The 10 Best Finish Nailers
This wiki has been updated 25 times since it was first published in April of 2015. There are a plethora of ways to put the finishing touches on a construction project, but when you need greater holding strength than a brad nailer can deliver, you'll want to step it up to one of these finish nailers. Ideal for both professional construction crews and do-it-yourself enthusiasts, our selections for this category will come in handy on all kinds of jobs. When users buy our independently chosen editorial picks, we may earn commissions to help fund the Wiki. If you'd like to contribute your own research to the Wiki, please get started by reviewing this introductory video.
April 20, 2020:
During this round of updates, we removed the PowRyte Straight Air due to availability issues, and replaced it with the Ryobi P325 – a budget-friendly cordless model that might appeal to DIYers who already own 18-volt tools from the company.

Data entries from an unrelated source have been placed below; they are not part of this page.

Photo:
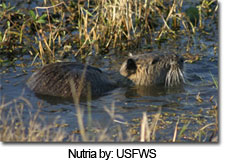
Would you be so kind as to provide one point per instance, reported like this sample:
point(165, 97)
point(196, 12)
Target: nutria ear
point(155, 60)
point(131, 64)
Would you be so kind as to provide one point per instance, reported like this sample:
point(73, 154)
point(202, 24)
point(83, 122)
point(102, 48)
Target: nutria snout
point(142, 70)
point(150, 69)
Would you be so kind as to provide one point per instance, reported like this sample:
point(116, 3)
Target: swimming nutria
point(152, 69)
point(54, 80)
point(141, 70)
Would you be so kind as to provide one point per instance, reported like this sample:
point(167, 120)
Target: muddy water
point(130, 103)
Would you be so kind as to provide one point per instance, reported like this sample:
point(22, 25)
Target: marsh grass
point(88, 27)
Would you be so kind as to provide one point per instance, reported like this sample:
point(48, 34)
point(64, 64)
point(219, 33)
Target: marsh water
point(191, 104)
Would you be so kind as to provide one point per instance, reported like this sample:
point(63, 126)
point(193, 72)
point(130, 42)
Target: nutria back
point(154, 69)
point(55, 80)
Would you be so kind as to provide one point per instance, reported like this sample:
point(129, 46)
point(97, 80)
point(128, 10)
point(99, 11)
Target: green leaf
point(32, 14)
point(4, 6)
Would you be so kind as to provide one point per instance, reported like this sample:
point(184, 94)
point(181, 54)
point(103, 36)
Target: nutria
point(54, 80)
point(148, 70)
point(142, 70)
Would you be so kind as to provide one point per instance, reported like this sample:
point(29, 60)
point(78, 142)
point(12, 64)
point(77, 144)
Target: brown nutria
point(54, 80)
point(141, 70)
point(152, 69)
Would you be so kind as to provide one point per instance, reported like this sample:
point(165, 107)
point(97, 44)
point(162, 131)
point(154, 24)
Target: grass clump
point(87, 27)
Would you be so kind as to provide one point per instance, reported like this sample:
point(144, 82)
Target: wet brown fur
point(141, 70)
point(152, 69)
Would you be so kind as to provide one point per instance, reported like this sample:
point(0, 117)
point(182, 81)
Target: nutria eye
point(131, 65)
point(182, 59)
point(155, 60)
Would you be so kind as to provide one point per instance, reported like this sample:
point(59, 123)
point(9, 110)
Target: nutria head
point(149, 69)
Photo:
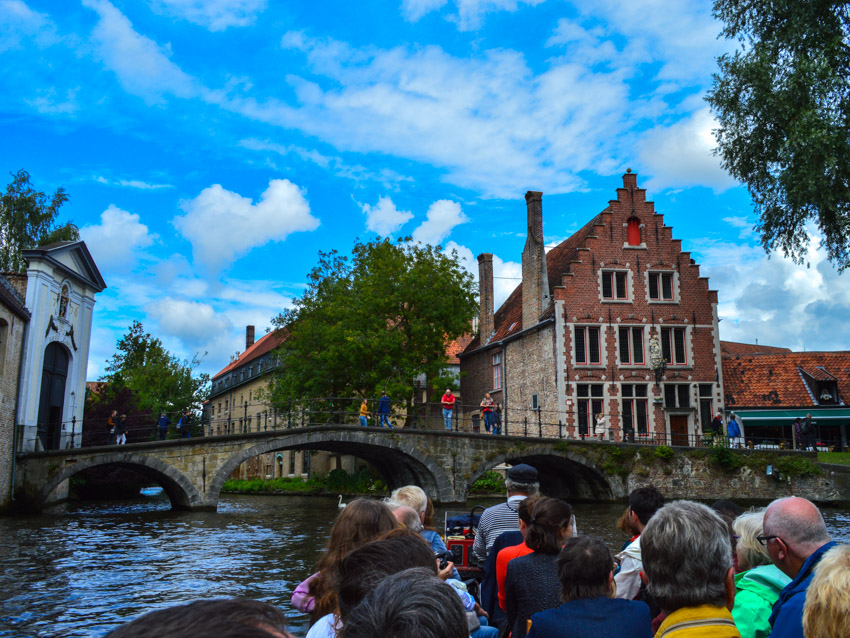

We also replaced the Hitachi NT65MA4 with the rebranded Metabo HPT NT65MA4, and eliminated the Porter-Cable PIN138 – noting that the 23-gauge nails this unit fires aren’t nearly heavy enough to qualify for this category – and replaced it with the 20-volt Porter-Cable PCC792LA.
A few considerations to keep nailed down for this category:
Batteries vs. Compressors: For the most parts, options ranked in this category will either be powered pneumatically – with a separately purchased air compressor, or electrically – with a proprietary lithium ion battery. While battery-powered models like the DeWalt DCN660B and Paslode 902400 tend to be heavier than pneumatic alternatives, and thereby more difficult to wield, pneumatic models like the Metabo HPT NT65MA4 and Makita AF635 have the disadvantage of always being tethered to an air hose.
While my tendency, despite the unfavorable price difference, would be to recommend a cordless option, some users – especially those who already own compressors and hoses – might decide that the hassle of changing batteries outweighs the headache of constantly tripping over hoses and hauling a compressor everywhere.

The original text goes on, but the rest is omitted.